"Sidesync allows the Galaxy Tab S to answer phone calls routed through a Samsung Galaxy S5 smartphone if both devices are on the same WiFi network."
There is an important technical difference here which is that most of the features that are now being used to tie together a constellation of Apple devices (play video from your laptop to an AppleTV, use an iPhone with a game controller to play a game on OSX, answer phone calls using your iMac, etc) operate using a network constructed on the fly, NOT the local WiFi network.
[This was true in the past for Airdrop but not most other features; but it's pretty much all the way through iOS8/OSX10]
It's not clear technically exactly how this is done --- it might be that a WiFi network is constructed on the fly, it might be through a BT network, it might be a combination [the BT 3 spec allows for using BT to set up a WiFi network which is then used for heavy duty transport] --- and the details may differ depending on the exact properties required and the HW involved.

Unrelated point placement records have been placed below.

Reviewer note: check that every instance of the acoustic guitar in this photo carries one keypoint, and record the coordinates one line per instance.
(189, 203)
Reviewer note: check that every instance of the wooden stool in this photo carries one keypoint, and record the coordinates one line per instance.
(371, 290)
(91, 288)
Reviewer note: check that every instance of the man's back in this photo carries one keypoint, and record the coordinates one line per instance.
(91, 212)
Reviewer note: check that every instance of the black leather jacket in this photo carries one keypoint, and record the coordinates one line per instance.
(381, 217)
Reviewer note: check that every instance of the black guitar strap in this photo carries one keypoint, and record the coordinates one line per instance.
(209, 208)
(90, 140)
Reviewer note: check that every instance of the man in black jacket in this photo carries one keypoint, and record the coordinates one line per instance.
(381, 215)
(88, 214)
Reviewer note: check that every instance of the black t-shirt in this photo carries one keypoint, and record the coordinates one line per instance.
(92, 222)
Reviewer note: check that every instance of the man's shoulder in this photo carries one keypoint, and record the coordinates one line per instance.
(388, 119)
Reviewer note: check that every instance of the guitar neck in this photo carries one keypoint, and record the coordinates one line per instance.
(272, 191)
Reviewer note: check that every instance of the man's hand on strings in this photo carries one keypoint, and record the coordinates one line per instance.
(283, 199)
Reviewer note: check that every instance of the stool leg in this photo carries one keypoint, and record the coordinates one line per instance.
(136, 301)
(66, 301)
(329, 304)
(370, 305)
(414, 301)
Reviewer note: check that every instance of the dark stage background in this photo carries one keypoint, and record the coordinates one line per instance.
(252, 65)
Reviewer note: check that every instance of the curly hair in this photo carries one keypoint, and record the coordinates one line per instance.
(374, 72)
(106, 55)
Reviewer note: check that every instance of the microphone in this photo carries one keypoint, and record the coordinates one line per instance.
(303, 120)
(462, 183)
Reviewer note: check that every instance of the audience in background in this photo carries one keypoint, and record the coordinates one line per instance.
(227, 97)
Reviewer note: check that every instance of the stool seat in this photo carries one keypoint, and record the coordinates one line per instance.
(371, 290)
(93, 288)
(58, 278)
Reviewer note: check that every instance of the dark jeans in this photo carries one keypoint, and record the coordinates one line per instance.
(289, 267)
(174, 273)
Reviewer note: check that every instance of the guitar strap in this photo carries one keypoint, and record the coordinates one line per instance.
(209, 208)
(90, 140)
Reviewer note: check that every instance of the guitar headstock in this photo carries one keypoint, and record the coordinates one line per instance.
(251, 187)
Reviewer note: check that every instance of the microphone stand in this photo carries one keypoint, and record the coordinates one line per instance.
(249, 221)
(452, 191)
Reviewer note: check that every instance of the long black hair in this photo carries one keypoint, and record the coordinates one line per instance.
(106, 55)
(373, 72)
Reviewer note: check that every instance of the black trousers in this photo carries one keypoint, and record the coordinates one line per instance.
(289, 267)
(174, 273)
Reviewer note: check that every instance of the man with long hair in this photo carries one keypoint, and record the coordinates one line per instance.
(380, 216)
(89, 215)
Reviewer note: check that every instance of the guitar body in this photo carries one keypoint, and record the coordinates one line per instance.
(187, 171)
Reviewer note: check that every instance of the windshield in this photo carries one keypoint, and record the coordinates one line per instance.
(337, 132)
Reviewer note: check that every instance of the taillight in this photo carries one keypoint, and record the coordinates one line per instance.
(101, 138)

Regardless of the tech details, the Apple solution provides a superior user experience because it allows your "personal network" to move with you and to work without having to validate. eg your phone should still just talk to your laptop in a hotel room, even if you have not paid for hotel WiFi; or you should be able to go to a mutual friend's house and stream a movie from your phone to their Apple TV without having to connect your phone to the mutual friend's network. (I say mutual friend --- someone you're unlikely to visit again --- because, sure, a friend you'll probably connect your phone to the WiFi network for other reasons since you'll frequently be over.)
Now that Samsung knows the direction they want to copy, it's not clear to me if they can, at least not right away. Depending on the exact HW involved, it may take another refresh round for all their various pieces (phones, tablets, Galaxy Gear, their inevitable equivalent to ChromeCast, etc) to get good enough BT/WiFi HW. There may also be a problem with APIs. Done incorrectly this sort of ad hoc networking is obviously a security disaster waiting to happen --- you don't want random phones walking by to be able to connect to your laptop --- and it's possible (I don't know the details) that most of Apple's work has actually been not in getting the HW to work but in the OS and APIs to get everything to work SECURELY. Airdrop (which has more user intervention) may, in fact, have been a deliberate prototype for the whole system --- a test case that could have been shut down fairly easily if it was discovered that there was some overlooked conceptual security flaw.
While one can probably trust Google to get the upper layers correct when they get around to copying his, you're a braver man than I am if you're going to trust Samsung's legendary attention to detail and concern with providing timely updates to this sort of aggressively new security environment.